I put all thoughts of the wills aside until my master and mistress had been interred – and then I turned over the casket full of documents to Rebecca.
“Charlotte,” she said, “are you really so determined to leave Xavier House?”
“I do not wish to leave at all – but I cannot accept your parents’ gifts, as the property must belong rightfully to you.”
“My property? Yes, and so the solicitors have confirmed it,” she said, and she beckoned me close, made me sit down next to her on her couch. “And if I give you something out of my own property, will you accept it, and stay with me?”
“Let the value fit what I have done, nothing more, nothing less.”
“Precisely so.” And Rebecca smiled, and clasped my hands. “Stay, Charlotte.
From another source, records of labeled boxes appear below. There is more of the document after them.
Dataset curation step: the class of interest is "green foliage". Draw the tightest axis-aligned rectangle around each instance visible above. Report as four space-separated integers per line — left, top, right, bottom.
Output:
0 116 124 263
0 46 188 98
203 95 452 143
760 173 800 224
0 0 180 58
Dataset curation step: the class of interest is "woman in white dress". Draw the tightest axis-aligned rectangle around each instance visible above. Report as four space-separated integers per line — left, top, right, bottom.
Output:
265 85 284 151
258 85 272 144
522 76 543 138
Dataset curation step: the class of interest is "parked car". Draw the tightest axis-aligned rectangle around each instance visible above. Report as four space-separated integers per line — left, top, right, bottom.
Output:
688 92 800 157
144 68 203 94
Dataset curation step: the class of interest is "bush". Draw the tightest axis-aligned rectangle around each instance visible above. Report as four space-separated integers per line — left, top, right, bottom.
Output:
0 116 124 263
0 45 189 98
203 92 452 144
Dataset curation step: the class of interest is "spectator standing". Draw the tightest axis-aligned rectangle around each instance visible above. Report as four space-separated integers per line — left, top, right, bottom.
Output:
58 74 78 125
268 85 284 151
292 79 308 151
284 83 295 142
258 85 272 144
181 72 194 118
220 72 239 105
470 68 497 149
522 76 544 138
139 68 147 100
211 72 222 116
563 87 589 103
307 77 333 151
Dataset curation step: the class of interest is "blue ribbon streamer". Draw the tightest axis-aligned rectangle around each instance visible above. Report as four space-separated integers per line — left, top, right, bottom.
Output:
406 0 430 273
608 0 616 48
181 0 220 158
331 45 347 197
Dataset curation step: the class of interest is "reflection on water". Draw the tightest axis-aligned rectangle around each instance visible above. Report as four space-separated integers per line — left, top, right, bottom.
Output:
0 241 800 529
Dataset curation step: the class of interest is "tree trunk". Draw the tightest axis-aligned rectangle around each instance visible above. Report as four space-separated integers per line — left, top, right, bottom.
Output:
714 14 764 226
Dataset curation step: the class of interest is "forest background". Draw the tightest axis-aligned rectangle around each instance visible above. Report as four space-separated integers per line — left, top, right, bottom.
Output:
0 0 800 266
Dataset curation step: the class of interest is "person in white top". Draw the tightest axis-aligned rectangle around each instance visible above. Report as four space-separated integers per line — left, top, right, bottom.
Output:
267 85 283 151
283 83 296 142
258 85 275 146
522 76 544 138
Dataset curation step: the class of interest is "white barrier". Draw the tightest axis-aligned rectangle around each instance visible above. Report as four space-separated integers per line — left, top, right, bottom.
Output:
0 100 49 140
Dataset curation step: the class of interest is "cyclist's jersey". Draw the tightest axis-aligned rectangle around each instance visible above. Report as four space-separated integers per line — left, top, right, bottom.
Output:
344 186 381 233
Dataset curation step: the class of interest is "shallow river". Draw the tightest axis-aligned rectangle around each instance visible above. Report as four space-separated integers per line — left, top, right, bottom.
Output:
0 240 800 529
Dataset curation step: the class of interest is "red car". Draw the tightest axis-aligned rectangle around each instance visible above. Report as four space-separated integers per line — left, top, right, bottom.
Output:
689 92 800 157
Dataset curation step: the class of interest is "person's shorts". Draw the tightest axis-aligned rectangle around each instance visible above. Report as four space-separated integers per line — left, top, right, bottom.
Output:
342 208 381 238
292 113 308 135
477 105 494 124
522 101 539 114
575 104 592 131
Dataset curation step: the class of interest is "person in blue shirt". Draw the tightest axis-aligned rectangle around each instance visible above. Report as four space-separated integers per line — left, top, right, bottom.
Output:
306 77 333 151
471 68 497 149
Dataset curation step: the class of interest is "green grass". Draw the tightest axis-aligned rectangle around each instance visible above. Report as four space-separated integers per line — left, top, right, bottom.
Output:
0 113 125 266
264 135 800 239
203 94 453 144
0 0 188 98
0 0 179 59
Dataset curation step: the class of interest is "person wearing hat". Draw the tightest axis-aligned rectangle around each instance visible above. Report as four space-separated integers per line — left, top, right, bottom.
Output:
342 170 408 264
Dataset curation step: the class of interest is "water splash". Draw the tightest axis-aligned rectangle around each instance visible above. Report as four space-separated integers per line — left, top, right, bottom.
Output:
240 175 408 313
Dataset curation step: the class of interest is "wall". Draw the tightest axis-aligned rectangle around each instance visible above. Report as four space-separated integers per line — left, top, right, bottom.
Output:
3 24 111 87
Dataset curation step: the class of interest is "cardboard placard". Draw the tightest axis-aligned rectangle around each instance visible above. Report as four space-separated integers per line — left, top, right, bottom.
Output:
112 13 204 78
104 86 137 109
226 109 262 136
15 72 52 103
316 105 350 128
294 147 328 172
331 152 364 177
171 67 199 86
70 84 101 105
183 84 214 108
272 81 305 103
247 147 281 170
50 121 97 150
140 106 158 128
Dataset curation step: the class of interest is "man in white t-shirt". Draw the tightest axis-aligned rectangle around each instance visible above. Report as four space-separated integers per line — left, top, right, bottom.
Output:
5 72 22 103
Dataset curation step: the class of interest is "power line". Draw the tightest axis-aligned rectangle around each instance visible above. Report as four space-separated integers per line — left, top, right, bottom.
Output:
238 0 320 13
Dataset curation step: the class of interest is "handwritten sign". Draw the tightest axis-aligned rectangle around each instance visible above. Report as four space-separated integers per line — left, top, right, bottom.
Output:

Be with me here.”
I bowed my head in assent.
“Now,” and though she was still carrying her tear stains Rebecca managed to smile. “Tell me all about Erik Rochester. I want to know if he will suit my Charlotte, and if he does not why I shall make him....”
It became my custom to walk part of the boundaries of Xavier House every day, and if I sometimes let my feet take me in a direction that looked toward Westchesterfield, none commented, save perhaps for my Rebecca, who peeped and giggled at me whenever she noticed.
The sun was shining from a slate-blue sky as I walked. Perhaps autumn had had pity on us after all, for while the cold frosts began to insinuate themselves into our memories and into our chambers, the weather was marvelously clear. Never had the harvest fields looked so beautiful and fruitful, and never had the horizons been so inviting. Rebecca was already asking me to make plans to take her up to London, and then to some sunny European shore, for the coming winter.
I had stopped to rest my feet under the familiar birches when there was a step and a crackle of leaves, and I looked up, and almost could not stop my cry of recognition.
Erik Rochester – oh, how my heart beat suddenly and frantically beneath my skin. The same face, the same piercing eyes, and now he was smiling as he strode down the lane with his face held up to the sunlight.
And he was smiling as he stopped and saluted me. “Miss Eyre of Xavier House, how wonderful to meet you again.”
Oh, courage! His irreverence and his wit! I took heart, and finished resetting my shoe, and returned his greeting with my own smile. “Mister Rochester of Westchesterfield, a pleasant surprise to see you here. What errand brings you to us?”
“I had heard,” he said, laughing, “that the house was now under the care of two mistresses. I wished to pay my respects to them, and so I have come.”
“That can be arranged,” I said, and I felt bold now, and I held out my hand to him, the two of us standing in the lane and the wind pulling at skirt and sleeve and coat. “Shall I accompany you to the house?”
“Please,” and I would never again know any feeling, any moment, sweeter and more perfect than this, like passing through the long night and glimpsing the sunrise at last.